We continue to offer hard copy readings in the church vestibule, which congregants deposit in the recycle bin on the way out of church. At the same time, we’ve encouraged “adoption” of personal copies of the Morning Prayer booklet and Book of Common Prayer for use each week.

We have separate microphones for readers and priest, we have no congregational singing (Gloria, Sanctus, etc. are spoken), and the peace is exchanged without moving and without touching. Communion is restricted to the wafer only, with wine reserved for the celebrant, and Father Stephens distributes the Host row by row, dropping it into communicants’ hands.

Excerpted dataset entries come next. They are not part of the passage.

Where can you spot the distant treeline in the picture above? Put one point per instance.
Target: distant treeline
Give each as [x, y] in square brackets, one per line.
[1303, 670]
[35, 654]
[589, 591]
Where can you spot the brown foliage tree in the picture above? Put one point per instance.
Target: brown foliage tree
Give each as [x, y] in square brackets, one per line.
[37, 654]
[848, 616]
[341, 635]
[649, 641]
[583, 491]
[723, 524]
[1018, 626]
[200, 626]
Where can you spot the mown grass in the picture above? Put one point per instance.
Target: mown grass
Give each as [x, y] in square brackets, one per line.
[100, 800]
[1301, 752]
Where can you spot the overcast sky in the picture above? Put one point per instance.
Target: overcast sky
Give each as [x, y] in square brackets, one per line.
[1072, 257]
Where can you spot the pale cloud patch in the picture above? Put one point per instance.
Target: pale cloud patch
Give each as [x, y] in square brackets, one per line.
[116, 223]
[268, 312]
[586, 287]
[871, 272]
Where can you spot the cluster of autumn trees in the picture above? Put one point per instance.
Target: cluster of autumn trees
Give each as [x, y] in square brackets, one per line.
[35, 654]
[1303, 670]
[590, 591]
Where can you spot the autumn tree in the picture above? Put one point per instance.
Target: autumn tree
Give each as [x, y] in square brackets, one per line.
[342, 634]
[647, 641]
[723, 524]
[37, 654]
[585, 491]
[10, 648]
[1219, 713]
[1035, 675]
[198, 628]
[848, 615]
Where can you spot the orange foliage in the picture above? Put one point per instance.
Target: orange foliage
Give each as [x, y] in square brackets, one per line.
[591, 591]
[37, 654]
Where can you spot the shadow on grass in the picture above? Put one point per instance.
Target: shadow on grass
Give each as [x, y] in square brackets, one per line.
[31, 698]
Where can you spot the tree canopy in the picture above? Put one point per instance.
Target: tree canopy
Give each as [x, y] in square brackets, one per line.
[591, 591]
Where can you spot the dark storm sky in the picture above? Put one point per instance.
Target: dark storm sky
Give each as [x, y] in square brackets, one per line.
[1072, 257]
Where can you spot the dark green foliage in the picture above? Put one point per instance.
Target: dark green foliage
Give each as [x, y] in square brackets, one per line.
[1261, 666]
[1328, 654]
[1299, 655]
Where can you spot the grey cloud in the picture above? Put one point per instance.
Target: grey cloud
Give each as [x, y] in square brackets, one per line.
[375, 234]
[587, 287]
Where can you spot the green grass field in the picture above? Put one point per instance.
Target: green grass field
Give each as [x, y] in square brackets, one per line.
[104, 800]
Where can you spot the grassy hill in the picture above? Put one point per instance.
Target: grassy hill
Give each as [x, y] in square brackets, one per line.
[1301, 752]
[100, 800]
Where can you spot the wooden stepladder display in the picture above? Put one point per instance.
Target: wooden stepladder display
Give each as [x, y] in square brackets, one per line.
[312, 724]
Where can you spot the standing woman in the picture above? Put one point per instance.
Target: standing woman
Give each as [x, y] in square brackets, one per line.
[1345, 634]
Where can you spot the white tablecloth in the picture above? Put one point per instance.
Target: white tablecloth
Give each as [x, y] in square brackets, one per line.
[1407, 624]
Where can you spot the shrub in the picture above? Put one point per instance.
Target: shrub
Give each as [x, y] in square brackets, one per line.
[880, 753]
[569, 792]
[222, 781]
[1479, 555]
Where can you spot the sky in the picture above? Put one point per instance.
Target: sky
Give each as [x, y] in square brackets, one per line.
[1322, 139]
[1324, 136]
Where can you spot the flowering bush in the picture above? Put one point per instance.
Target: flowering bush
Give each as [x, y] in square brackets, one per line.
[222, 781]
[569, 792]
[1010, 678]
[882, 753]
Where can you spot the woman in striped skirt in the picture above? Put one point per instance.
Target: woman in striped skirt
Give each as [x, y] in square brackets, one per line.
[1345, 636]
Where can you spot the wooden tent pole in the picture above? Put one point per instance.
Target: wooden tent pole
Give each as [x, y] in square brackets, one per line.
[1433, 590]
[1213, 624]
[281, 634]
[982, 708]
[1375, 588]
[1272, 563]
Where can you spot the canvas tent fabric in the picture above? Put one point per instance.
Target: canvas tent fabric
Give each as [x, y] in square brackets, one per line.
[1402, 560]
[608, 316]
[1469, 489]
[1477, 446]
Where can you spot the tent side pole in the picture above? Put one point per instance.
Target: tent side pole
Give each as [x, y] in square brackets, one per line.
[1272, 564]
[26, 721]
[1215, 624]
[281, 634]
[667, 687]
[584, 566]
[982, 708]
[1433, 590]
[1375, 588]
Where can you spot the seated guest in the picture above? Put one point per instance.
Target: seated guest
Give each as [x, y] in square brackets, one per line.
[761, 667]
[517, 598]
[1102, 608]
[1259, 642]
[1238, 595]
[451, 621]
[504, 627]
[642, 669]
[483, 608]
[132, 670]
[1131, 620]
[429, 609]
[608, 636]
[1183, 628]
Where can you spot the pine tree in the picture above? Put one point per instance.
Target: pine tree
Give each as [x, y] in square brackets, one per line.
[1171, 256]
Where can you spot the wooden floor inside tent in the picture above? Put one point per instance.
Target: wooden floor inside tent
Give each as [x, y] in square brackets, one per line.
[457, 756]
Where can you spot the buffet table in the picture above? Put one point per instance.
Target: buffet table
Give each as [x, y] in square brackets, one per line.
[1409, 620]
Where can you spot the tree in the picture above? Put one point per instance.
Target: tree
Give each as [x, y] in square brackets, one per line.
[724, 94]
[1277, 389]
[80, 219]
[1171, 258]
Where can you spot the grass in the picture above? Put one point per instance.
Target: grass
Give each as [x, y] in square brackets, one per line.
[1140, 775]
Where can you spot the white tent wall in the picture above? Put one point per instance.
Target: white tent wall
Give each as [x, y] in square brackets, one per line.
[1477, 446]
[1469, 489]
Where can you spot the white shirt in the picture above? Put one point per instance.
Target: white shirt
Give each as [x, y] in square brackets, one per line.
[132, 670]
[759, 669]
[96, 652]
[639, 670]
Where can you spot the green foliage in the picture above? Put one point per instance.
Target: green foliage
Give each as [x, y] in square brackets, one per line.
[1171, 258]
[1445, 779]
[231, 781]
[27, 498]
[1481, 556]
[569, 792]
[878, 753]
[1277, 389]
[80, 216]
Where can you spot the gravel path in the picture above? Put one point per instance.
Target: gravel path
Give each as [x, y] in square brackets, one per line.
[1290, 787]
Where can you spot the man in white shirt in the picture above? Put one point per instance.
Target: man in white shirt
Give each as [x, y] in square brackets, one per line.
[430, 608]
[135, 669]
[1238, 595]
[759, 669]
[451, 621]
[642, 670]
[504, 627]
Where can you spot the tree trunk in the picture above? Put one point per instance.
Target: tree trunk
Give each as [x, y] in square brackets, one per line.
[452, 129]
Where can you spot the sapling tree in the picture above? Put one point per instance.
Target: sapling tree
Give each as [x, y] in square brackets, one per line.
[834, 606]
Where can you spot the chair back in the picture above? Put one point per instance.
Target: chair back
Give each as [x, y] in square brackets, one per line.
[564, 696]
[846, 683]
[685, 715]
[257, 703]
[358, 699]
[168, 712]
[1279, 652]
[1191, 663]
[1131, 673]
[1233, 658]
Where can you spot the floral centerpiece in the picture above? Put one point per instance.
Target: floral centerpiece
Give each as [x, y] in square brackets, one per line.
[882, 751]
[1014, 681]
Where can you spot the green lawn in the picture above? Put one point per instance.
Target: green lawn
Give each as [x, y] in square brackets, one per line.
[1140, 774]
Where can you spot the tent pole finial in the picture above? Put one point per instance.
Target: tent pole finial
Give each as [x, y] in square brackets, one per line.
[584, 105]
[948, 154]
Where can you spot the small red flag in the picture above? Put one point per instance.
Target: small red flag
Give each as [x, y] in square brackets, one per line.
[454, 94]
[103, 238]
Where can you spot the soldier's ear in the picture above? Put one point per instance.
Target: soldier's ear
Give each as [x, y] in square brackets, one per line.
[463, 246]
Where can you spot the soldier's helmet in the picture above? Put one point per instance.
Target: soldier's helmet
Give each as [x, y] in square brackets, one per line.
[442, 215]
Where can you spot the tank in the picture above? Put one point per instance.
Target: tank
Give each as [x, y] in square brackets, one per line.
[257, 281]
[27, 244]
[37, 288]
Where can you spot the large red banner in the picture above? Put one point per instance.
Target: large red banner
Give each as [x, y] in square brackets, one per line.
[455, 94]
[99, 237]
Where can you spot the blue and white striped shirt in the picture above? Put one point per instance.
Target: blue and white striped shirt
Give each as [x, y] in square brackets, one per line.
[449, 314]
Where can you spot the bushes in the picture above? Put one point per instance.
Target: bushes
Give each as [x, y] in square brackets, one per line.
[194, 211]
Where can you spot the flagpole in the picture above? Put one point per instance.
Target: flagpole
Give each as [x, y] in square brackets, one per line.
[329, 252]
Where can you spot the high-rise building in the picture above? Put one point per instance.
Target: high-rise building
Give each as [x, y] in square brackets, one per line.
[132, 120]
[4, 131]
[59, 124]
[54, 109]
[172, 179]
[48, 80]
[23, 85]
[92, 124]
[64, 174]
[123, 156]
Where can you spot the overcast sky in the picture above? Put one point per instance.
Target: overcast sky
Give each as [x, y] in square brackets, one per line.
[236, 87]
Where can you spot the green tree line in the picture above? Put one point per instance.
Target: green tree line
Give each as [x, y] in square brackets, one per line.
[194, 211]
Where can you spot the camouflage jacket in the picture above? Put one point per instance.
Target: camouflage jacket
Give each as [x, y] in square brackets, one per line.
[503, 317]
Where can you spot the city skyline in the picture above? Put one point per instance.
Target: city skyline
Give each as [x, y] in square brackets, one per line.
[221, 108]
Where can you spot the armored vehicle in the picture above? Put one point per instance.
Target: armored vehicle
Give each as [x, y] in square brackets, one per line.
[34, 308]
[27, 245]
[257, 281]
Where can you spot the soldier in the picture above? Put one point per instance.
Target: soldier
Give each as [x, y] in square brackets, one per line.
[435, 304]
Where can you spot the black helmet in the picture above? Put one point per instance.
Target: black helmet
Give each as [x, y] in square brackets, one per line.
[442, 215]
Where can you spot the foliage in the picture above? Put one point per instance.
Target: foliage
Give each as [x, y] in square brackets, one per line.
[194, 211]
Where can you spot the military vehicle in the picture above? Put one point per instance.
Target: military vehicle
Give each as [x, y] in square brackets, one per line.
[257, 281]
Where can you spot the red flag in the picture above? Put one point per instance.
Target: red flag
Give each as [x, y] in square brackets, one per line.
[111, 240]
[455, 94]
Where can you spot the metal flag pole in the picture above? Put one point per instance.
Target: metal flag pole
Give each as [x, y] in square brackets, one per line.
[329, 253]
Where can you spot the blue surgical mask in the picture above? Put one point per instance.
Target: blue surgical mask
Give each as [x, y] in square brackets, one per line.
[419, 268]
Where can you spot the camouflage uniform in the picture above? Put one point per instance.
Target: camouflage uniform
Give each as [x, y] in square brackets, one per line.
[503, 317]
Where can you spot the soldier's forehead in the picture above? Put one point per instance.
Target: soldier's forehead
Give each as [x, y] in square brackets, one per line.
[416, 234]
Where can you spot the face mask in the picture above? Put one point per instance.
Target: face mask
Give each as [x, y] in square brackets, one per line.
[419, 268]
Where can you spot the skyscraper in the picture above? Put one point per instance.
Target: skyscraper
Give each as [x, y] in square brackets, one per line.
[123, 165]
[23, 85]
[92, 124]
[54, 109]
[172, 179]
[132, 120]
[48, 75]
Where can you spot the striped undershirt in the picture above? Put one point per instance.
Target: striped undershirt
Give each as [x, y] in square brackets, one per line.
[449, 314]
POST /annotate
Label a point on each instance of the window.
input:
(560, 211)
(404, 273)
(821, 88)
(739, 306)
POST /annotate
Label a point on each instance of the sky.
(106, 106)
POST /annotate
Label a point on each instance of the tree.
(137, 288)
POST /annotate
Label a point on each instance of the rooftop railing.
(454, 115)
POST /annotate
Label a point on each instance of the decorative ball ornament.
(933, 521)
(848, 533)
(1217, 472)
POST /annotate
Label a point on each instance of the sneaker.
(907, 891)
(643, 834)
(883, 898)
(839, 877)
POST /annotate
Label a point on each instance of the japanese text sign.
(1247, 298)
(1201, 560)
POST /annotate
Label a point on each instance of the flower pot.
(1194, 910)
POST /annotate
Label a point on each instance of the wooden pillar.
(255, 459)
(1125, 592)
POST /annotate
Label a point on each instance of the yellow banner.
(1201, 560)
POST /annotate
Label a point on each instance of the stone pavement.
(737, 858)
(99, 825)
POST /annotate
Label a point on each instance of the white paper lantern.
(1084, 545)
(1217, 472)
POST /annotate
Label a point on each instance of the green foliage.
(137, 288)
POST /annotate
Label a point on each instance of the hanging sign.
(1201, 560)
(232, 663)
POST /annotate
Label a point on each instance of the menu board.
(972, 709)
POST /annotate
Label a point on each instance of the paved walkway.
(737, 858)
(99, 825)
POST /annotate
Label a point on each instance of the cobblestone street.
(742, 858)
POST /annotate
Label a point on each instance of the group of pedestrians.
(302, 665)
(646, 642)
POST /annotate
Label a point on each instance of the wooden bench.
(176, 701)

 We opened July 5 with a Morning Prayer service at 9:30 a.m. and went over all the “new rules.” After a second Sunday of Morning Prayer, Rev. Dr. Stephens celebrated the first Eucharistic service in Trinity since March, and 26 people attended. Coffee hour, usually held in the parish hall, was taken outdoors the first week, but has since returned inside with social distancing.

The vestibule and nave of the church is self-sanitized each week – our Sunday service is its only usage. Our use of assigned pews further mitigates risk of direct contact exposure.

We leave the windows, vestibule door and side ramp door open before and during service to maximize ventilation. The entire church complex is cleaned weekly by a contracted cleaning service.

A few senior members, who have health concerns, have not yet returned to services, but we continue to send them the weekly readings and maintain contact. Our per diem organist has also retuned and we hum along under our masks, longing for the day when we can once again sing praises to our Lord, out loud. It’s not perfect, but it sure beats just sitting at home Sunday mornings.